Photo by Camila Perez on Unsplash
It’s been a good couple of weeks for those who have been looking for signs that the COVID-19 crisis is nearing its end. Yes, cases continue to rise in record-breaking numbers every day, and it seems as though governments in Canada and the U.S. are losing control of the virus’ spread, but with a new U.S. president expected to take office in January—one who will likely take a different approach to battling the pandemic—people are feeling a little more optimistic.
There’s also a potentially major breakthrough on the vaccine front. On Monday, Pfizer announced that its vaccine was found to be 90% effective in preventing novel coronavirus infections. While on Nov. 16, Moderna revealed that its vaccine had a 95% effectiveness rate. Could this really be the end of COVID-19? Stock markets seem to think so, with the S&P 500 up by 7.5% since Nov. 3, and the S&P/TSX Composite Index up by 5.2%
The last couple of weeks have given investors a glimpse into what a post-pandemic stock market could look like. Many of the sectors that have been hit hard over the last several months saw big gains, while some of the companies that have benefited from a work-from-home world crashed hard. Here’s a quick rundown of just some of the industries and stocks that have seen big price movements between Nov. 3 and Nov. 11.
Sectors and stocks that experienced a share price increase above the S&P 500’s 5% gain
- Cineplex: +30.5%
- Air Canada: +28.7%
- Royal Caribbean Group: +23.1%
- Marriott International: +21.1%
- S&P 500 Energy sub-sector: +13.7%
- S&P/TSX Composite Index Energy sub-sector: +12.6%
- S&P 500 Airlines sub-sector: +12.1%
- S&P/TSX Composite Index Capped REIT Index: +12.06%
- S&P/TSX Composite Index Banks sub-sector: +6.8%
Sectors and stocks that experienced a share price decrease, or and increase below the S&P 500’s 5% gain
- 2U, Inc (and education software company): -17.4%
- Cargojet: -15.2%
- Zoom Video Communications: -8.45%
- BRP (Ski-doo and Seadoo makers): -8.3%
- Fedex: -2.9%
- The Kroger Co. -2.46%
- Home Depot: -0.35
- Loblaw Companies: +1.2%
- Amazon +2.4%
- NASDAQ: +3.4%
You can see what’s going on here. Things that did well since March—WFH-focused tech stocks, delivery companies, consumer discretionary businesses—are taking a hit, while there’s optimism that the sectors and companies that were left for dead—airlines, energy, commercial real estate—could come back to life. Stock picking isn’t always complicated: buy low, sell high.

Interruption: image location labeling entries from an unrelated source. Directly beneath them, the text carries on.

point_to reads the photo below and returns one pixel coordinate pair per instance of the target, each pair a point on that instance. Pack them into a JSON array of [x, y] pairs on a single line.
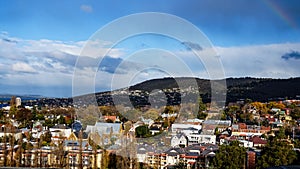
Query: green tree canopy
[[277, 152]]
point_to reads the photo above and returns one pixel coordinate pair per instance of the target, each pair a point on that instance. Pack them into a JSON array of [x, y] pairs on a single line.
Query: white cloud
[[86, 8], [260, 61], [23, 67], [52, 63]]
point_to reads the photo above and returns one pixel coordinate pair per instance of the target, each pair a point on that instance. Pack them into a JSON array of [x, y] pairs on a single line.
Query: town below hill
[[252, 131]]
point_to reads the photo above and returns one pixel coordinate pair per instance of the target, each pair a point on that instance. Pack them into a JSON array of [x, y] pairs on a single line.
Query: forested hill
[[256, 89]]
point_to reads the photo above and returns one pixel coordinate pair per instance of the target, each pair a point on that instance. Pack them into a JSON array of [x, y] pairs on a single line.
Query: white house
[[179, 140]]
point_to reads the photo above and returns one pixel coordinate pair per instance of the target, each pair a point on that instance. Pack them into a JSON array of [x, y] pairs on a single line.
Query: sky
[[48, 47]]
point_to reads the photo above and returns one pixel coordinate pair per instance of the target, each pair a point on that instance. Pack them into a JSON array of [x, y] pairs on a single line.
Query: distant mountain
[[7, 97], [256, 89]]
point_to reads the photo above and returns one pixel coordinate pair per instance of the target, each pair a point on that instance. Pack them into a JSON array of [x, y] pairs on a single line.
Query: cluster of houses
[[192, 143]]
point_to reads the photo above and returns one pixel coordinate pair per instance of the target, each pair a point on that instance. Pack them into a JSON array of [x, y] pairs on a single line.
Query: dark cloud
[[291, 55], [191, 45]]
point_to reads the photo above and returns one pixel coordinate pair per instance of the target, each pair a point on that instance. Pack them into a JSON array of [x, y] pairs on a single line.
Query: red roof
[[257, 140]]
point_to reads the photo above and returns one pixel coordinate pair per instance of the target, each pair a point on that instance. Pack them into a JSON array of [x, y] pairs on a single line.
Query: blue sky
[[41, 41]]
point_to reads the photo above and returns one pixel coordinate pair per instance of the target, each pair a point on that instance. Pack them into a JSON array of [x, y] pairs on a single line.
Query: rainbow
[[283, 15]]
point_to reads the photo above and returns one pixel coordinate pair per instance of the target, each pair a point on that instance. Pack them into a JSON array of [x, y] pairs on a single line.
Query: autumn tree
[[277, 152], [202, 114], [230, 156]]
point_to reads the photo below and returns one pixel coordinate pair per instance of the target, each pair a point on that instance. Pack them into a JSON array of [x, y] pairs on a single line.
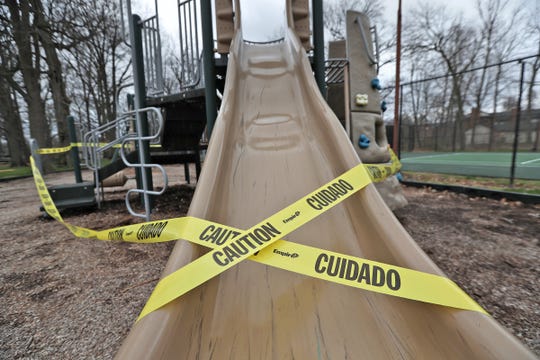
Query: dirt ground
[[63, 297]]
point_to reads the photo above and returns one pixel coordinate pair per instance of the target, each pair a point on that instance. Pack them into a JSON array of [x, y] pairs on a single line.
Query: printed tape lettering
[[323, 264]]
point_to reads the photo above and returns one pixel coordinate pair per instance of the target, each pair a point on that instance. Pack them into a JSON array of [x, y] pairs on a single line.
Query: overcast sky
[[266, 14]]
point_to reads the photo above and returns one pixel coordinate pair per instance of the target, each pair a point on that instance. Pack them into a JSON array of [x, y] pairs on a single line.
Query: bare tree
[[20, 19], [455, 45]]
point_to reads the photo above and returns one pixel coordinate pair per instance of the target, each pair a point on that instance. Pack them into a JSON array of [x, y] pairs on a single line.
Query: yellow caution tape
[[379, 172], [256, 238], [298, 258]]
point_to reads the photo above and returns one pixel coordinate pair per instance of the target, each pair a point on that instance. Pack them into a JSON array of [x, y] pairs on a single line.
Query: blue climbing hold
[[376, 84], [363, 141]]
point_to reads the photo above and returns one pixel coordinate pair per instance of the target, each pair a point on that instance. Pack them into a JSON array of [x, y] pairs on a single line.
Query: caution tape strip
[[302, 259]]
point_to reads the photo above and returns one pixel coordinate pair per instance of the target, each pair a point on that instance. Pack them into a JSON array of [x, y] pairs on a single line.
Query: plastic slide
[[275, 141]]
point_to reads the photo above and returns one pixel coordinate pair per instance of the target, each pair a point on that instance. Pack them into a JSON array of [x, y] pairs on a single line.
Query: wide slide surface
[[275, 141]]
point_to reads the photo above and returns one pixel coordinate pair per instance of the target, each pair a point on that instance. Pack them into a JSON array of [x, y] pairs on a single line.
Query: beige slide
[[275, 141]]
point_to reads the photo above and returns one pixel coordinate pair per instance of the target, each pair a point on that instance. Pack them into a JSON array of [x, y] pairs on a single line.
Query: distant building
[[481, 128]]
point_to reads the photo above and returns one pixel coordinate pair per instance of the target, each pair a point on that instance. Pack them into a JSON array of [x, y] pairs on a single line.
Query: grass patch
[[500, 184]]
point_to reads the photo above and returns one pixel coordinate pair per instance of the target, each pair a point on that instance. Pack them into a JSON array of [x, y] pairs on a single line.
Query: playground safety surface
[[64, 297]]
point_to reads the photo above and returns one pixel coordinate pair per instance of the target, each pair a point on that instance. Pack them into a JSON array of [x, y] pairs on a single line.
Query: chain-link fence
[[493, 109]]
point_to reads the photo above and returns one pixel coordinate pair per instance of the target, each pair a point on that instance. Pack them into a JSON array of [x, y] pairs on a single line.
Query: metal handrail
[[146, 193], [94, 149]]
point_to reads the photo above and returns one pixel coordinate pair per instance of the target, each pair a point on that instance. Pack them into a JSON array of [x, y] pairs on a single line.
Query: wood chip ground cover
[[63, 297]]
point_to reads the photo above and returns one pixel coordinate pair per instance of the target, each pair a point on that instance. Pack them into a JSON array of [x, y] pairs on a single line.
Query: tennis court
[[493, 164]]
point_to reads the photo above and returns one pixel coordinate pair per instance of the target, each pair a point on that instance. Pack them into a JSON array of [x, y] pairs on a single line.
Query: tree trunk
[[17, 147]]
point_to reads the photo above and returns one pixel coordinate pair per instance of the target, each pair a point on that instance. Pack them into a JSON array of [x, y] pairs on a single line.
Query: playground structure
[[274, 141]]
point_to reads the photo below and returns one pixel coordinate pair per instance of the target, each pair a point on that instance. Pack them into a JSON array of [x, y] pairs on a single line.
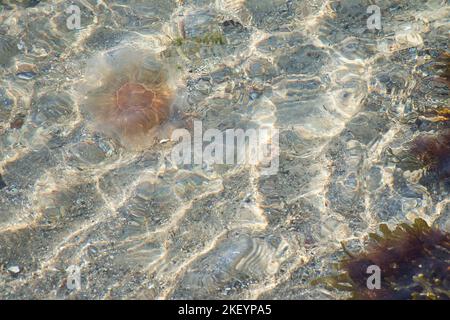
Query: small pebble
[[2, 183], [14, 269]]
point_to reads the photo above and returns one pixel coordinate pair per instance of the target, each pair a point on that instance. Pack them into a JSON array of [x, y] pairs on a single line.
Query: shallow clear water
[[138, 226]]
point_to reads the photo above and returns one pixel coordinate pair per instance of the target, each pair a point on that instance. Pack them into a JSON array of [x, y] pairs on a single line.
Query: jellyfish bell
[[132, 96]]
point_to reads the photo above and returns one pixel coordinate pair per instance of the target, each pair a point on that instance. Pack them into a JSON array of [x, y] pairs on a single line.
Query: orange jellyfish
[[130, 95]]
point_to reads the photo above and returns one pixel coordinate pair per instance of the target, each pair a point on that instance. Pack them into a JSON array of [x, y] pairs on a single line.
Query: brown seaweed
[[413, 261]]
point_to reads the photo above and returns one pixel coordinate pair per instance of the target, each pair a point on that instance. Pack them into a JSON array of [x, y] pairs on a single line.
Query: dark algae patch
[[413, 260]]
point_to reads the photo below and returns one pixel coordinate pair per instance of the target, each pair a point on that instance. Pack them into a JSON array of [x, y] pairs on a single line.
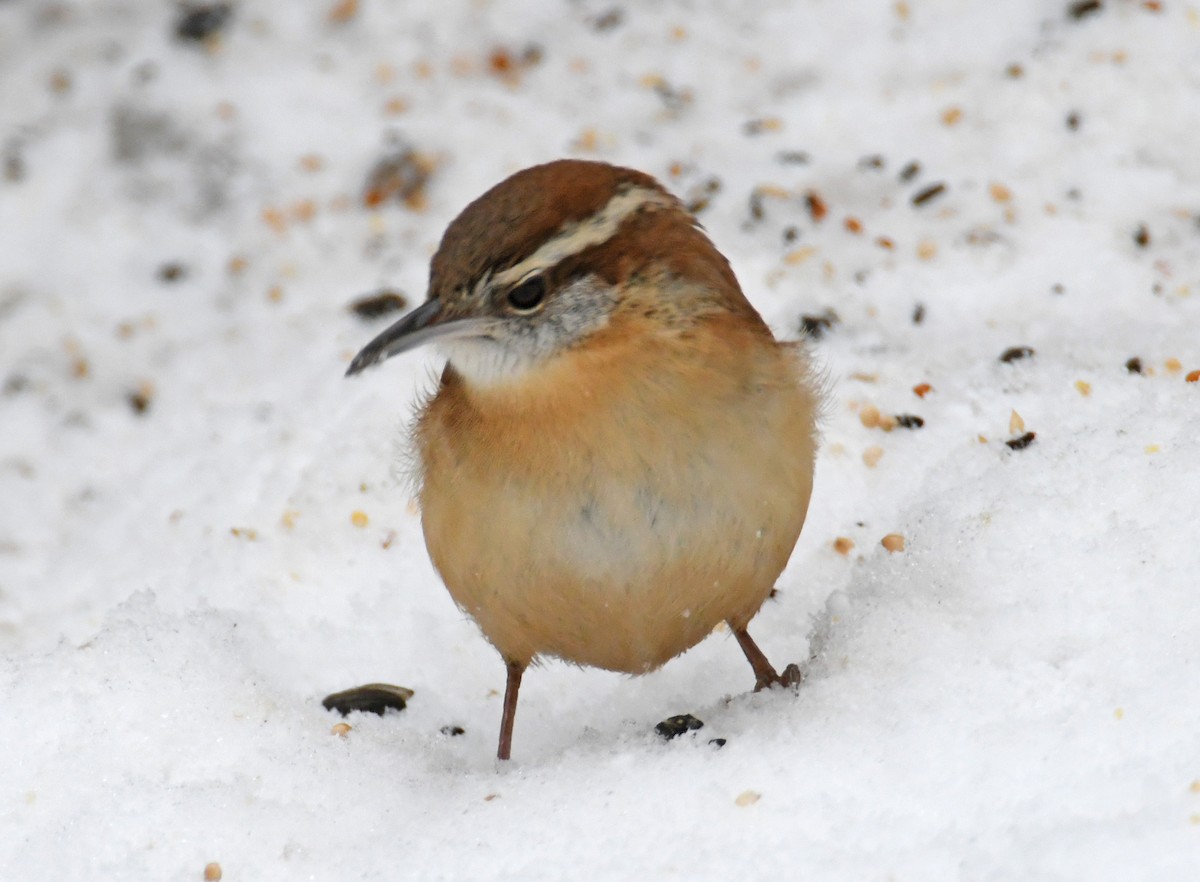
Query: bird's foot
[[791, 678]]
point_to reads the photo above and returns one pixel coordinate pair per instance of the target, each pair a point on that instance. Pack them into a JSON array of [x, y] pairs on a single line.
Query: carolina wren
[[619, 454]]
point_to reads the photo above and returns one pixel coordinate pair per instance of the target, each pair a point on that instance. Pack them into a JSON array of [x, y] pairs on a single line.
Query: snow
[[1012, 696]]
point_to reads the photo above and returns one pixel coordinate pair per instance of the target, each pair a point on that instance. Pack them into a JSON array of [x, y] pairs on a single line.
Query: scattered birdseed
[[201, 23], [141, 397], [676, 726], [815, 325], [400, 175], [816, 205], [1015, 353], [1023, 442], [173, 271], [1084, 7], [928, 193], [373, 697]]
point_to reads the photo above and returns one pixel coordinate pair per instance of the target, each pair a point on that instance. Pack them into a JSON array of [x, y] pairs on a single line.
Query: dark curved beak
[[418, 327]]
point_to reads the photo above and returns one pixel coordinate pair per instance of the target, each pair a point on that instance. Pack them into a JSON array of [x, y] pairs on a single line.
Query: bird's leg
[[765, 675], [510, 708]]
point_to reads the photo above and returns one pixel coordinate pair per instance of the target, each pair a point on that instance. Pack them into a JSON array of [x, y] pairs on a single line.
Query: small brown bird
[[619, 454]]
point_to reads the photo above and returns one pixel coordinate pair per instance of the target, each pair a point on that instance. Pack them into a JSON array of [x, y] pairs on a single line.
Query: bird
[[618, 455]]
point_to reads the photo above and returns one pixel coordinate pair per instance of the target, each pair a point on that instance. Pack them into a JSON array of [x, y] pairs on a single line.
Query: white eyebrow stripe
[[583, 234]]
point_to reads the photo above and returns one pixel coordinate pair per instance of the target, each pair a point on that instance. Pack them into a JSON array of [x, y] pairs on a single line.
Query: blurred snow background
[[201, 534]]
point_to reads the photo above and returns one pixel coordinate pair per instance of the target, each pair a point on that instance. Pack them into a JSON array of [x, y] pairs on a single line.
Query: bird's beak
[[425, 323]]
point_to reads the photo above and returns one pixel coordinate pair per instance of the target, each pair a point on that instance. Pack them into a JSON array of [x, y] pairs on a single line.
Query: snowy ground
[[184, 574]]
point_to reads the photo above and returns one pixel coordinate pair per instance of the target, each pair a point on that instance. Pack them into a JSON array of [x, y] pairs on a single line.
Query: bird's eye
[[528, 295]]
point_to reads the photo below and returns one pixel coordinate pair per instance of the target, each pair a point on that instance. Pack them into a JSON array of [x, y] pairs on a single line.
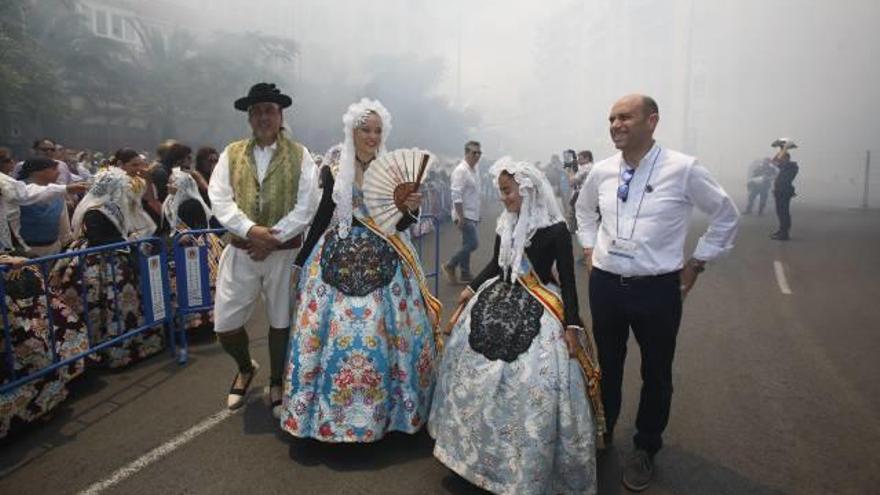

The vaccine news has resulted in a lot more optimism for stocks in general. Goldman Sachs raised its year-end price target for the S&P 500 to 3,700 from 3,600, and thinks it will rise by 21% between Nov. 10 and the end of 2021.
However, as tempting as it may be to pour money into these stocks, many of which are still well below their pre-pandemic highs—Air Canada is down 62% since January—be careful. It may still be months before a vaccine gets approved and then even longer before everyone has access to it. It’s still unclear who will get shots first or how the world will roll it out both quickly and safely. Each industry has specific issues it needs to contend with too—will travel ever bounce back to its previous highs if business people are more comfortable meeting online?
Any hiccup with either vaccine, a potential rollout or really anything that could prolong the pandemic beyond the summer will also cause these gains to reverse. Indeed, Pfizer’s stock price, which climbed nearly 8% on the day of the vaccine announcement, has dropped by 3.5% before the week’s end, in part because CEO Albert Bourla sold $5.6 million worth of stock on Monday, causing investors to wonder if maybe the news was too good to be true. Pfizer said the sale occurred because of a predetermined plan where stock must get sold if shares hit a certain price. Still, people thought something was amiss based on all the headlines it generated, and that spooked investors.
Get more diversified
What all of this indicates is that now may be a good time for investors to take another look at the asset mix in their portfolios and ensure there’s a good balance between companies that have done well over the last while and ones that could do well in the future. You don’t want to go whole hog into one of these beaten-down sectors, but it’s also time to stop ignoring them.